This was my first startup weekend and the only thing that I understood coming into it was that people came together over a weekend to focus all of their efforts and talent on creating a startup. Friday night I left work, said goodbye to my family and headed to the Leeds School of Business on the University of Colorado campus. When I arrived most of the group had already gathered and was making quick work of the pizza and socializing. I slapped on a nametag, grabbed a couple of slices and caught up with people I hadn't seen in a while After people were fed and sufficiently socialized we began the process that would define the rest of the weekend. Answering the question "What is your problem?" Out of the dozen or so problems that emerged, two intrigued me. The first: it is a pain for IT departments to support multiple client operating systems and how to you ease this pain. The second: I want to run a good photo service on my own system without a lot of development overhead, aka Flickr on my own server. After the problem pitch I wondered around, listening to how people might solve the problems and by the end of this really felt that I could contribute to the second of the problems that interested me, the photo server, as did the person who pitched it and two others. We agreed to revisit the idea in the morning and that is pretty much how the first day of startup weekend ended. Well that, and beers at Southern Sun.

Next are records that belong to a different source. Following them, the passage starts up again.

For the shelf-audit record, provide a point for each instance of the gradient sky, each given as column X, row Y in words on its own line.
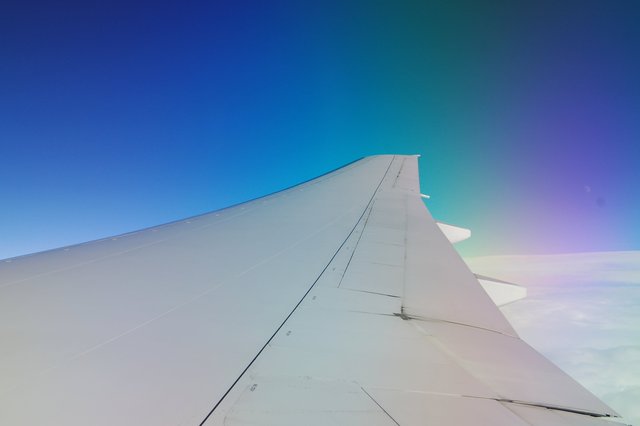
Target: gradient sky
column 116, row 116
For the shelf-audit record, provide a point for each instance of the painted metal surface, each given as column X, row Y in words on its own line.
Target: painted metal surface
column 338, row 301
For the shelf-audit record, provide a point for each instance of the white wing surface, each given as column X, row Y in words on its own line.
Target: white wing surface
column 338, row 301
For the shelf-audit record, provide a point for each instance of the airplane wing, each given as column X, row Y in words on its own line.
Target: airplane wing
column 337, row 301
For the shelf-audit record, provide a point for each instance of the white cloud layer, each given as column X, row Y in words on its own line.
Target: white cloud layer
column 583, row 313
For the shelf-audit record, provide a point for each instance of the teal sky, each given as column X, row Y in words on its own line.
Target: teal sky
column 115, row 116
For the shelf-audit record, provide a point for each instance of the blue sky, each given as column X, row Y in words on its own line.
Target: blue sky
column 116, row 116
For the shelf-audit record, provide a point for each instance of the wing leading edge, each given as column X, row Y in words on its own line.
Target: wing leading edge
column 336, row 301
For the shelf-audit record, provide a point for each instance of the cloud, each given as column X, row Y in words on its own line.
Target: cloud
column 582, row 312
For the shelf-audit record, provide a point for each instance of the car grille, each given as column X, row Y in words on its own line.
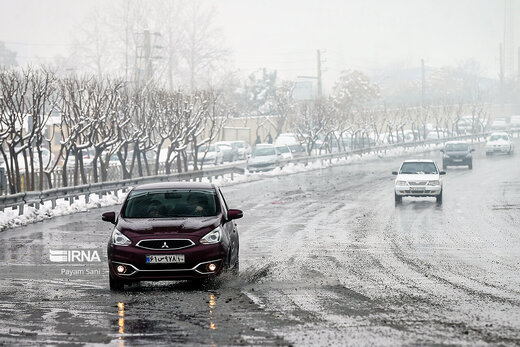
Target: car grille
column 261, row 165
column 165, row 244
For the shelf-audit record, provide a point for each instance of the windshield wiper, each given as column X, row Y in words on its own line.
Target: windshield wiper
column 138, row 195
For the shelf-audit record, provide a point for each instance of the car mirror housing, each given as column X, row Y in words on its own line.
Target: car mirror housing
column 109, row 217
column 235, row 214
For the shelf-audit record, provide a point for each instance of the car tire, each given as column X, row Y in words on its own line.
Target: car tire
column 115, row 284
column 236, row 267
column 439, row 198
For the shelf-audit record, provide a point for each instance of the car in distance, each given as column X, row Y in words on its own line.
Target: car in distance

That night, as I explained to my wife what we were doing, I realized just how excited I was about our project and couldn't wait to go back at it the next day. I think that everyone in the group had a similar experience because not only did everyone come back with more use cases to explore but with renewed energy to make this into a viable startup. Not only did we continue to develop code and, in my case, standing up a much cleaner system on Sunday but we did some organizing around what we were going to call the product. Tom began to organize us so that we had a clear direction and not so much duplication of effort. Harry and Jason really dug deep into the heart of what we are building. I, leaning heavily on the kindness of others at startup weekend, began to learn more and more about how to manage the Amazon EC2 web service. Other groups were making similar progress and as the day wore on we began to trickle into the business school again to meet as startup weekend boulder 3 and have each group present the solution to our problem.